Efficient Matrix Algebra Operations for StatGen Applications¶
- MATLAB.BLUPxldcov(R, whichIndices, mergedSumstats, betaCov, sampleSize, alpha_param)¶
BLUPx computes the cross-popn best linear unbiased predictor, E(beta|GWAS, gaussian prior).
Input arguments: R: LD correlation matrices, as a number-of-LD-blocks by number-of-popns cell array with each cell containing a correlation matrix; should be the same size across populations. For SNPs that are missing from the summary statistics in some of the populations, R can be padded with zeros in the appropriate entries
whichIndices: output from mergesnplists, encoding which indices (rows/columns of the correlation matrices) have corresponding SNPs in each population. Should be a number-of-blocks by number-of-popns cell array.
mergedSumstats: merged summary statistics tables for each LD block - population pair, output from mergesnplists. Each table should have height equal to the length of corresponding cell of whichIndices. Tables are expected to report either a Z score (column name Z) or an effect size and standard error (beta, se). Optionally, if they report an allele frequency (AF) and alpha_param is specified, an AF-dependent prior will be used.

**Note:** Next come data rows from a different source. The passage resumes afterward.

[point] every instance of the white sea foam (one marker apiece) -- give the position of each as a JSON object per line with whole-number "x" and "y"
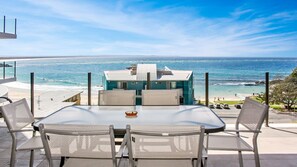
{"x": 21, "y": 85}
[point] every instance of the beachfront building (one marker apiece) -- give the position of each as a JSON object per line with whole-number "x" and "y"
{"x": 147, "y": 76}
{"x": 7, "y": 69}
{"x": 8, "y": 29}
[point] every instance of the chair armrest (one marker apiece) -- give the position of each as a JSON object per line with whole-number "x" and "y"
{"x": 248, "y": 131}
{"x": 22, "y": 130}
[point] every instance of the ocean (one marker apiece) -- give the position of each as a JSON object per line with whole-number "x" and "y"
{"x": 227, "y": 76}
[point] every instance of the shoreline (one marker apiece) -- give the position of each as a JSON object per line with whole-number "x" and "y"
{"x": 18, "y": 90}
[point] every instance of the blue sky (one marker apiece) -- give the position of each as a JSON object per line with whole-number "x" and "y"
{"x": 214, "y": 28}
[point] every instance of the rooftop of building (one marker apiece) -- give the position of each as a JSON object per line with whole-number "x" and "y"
{"x": 139, "y": 73}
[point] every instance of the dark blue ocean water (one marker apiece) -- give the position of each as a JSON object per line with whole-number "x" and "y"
{"x": 228, "y": 76}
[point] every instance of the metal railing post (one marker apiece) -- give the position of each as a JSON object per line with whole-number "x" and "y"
{"x": 4, "y": 70}
{"x": 89, "y": 88}
{"x": 14, "y": 69}
{"x": 15, "y": 25}
{"x": 206, "y": 89}
{"x": 267, "y": 97}
{"x": 148, "y": 80}
{"x": 4, "y": 25}
{"x": 32, "y": 92}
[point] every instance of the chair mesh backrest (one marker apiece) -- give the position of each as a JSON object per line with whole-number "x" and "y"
{"x": 81, "y": 141}
{"x": 17, "y": 115}
{"x": 169, "y": 142}
{"x": 252, "y": 114}
{"x": 117, "y": 97}
{"x": 160, "y": 97}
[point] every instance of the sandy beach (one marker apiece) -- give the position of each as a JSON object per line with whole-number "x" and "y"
{"x": 17, "y": 91}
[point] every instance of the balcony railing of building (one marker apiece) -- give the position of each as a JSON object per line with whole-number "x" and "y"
{"x": 8, "y": 70}
{"x": 8, "y": 28}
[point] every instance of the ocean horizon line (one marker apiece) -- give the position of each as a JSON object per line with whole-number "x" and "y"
{"x": 14, "y": 58}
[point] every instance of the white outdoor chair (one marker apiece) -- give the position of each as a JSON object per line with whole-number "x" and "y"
{"x": 82, "y": 145}
{"x": 251, "y": 117}
{"x": 18, "y": 117}
{"x": 164, "y": 145}
{"x": 168, "y": 97}
{"x": 117, "y": 98}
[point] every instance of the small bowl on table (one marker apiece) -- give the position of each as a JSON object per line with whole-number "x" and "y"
{"x": 131, "y": 113}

sampleSize: GWAS sample size for each population, as a vector.
betaCov: covariance matrix for the per-allele effect size of a SNP across popns, which is assumed to be i.i.d.
Output arguments: betaExpectationPerSD: expected value of beta for each popn, in per-s.d. (standardized) units, as a cell array of the same size as input arguments. Values are reported for every index in the precision matrices, but when some of these indices are missing summary statistics or precision matrix entries, beta will be zero in those positions. betaExpectationPerAllele: same as betaExpectationPerSD, but in per-allele instead of per-s.d. units. This can only be reported if AF is specified in the sumstats tables.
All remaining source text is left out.